= Harold Ellingham =

British chemist

Harold Johann Thomas Ellingham, OBE, (1897–1975) was a British physical chemist, best known for his Ellingham diagrams, which summarize a large amount of information concerning extractive metallurgy.
Ellingham was born in Tottenham on 21 November 1897, the son of Thomas Robert Ellingham (fine art designer) and Katherine Caroline Bauer.

He studied at the Royal College of Science from 1914 to 1916. During the war years he served as a lieutenant in the Royal Engineers, in Mesopotamia (1917-1919) and India (May-June 1919). On returning to the College he became a demonstrator at the college in 1919 and reader in physical chemistry in 1937. He was secretary of the Royal College of Science 1940–44 and of the Royal Institute of Chemistry 1944–63. He was made a fellow of Imperial College in 1949 and an Officer of the Order of the British Empire (OBE) in 1962.
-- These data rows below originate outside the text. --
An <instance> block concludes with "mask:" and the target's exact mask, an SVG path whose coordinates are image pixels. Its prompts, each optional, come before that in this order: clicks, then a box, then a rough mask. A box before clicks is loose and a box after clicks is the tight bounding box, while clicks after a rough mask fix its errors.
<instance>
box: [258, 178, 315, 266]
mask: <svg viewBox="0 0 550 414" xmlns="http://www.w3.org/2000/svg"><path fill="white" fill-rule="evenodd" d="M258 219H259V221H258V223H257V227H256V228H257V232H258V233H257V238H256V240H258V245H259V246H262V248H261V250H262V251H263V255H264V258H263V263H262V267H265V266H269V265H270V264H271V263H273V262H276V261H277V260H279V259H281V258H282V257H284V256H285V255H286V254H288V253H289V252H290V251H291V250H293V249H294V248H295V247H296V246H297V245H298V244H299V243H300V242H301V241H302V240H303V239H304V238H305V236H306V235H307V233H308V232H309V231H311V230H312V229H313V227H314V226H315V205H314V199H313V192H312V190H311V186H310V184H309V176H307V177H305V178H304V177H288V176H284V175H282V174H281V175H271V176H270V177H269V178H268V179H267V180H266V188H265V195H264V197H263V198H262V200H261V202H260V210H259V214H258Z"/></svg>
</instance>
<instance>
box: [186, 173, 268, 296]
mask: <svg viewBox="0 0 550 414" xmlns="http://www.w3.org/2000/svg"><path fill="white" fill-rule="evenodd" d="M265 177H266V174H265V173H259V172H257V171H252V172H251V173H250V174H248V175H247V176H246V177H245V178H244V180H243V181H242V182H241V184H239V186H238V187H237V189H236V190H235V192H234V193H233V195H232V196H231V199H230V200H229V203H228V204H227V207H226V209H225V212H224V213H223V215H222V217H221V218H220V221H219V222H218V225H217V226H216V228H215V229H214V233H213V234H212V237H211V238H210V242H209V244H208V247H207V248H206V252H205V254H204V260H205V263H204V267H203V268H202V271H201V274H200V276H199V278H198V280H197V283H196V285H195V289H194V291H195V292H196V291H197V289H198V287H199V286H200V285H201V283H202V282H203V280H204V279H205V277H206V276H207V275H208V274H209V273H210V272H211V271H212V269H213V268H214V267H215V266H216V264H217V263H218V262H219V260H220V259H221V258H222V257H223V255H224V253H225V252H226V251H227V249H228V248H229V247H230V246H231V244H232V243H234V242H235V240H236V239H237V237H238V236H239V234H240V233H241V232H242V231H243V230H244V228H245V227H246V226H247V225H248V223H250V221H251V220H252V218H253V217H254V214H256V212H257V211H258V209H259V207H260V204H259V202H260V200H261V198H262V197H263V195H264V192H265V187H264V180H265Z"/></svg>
Ellingham is best known for his diagrams plotting the Gibbs energy change for the reaction
2x/y M + O_{2} 2/y M_{x}O_{y}
against temperature. By normalizing the thermodynamic functions to the reaction with one mole of oxygen, Ellingham was able to compare the temperature stability of many different oxides on the same diagram. In particular, he could show graphically that carbon becomes a stronger reducing agent as the temperature increases. The reduction of metal oxides with carbon (or carbon monoxide) to form the free metals is of immense industrial importance (e.g., the manufacture of iron in a blast furnace), and Ellingham diagrams show the lowest temperature at which the reaction will occur for each metal.

He married Doris Karin Russell in Kensington in 1945. He died in Harrow on 19 December 1975. Doris died in Hawkhurst on 27 September 1984.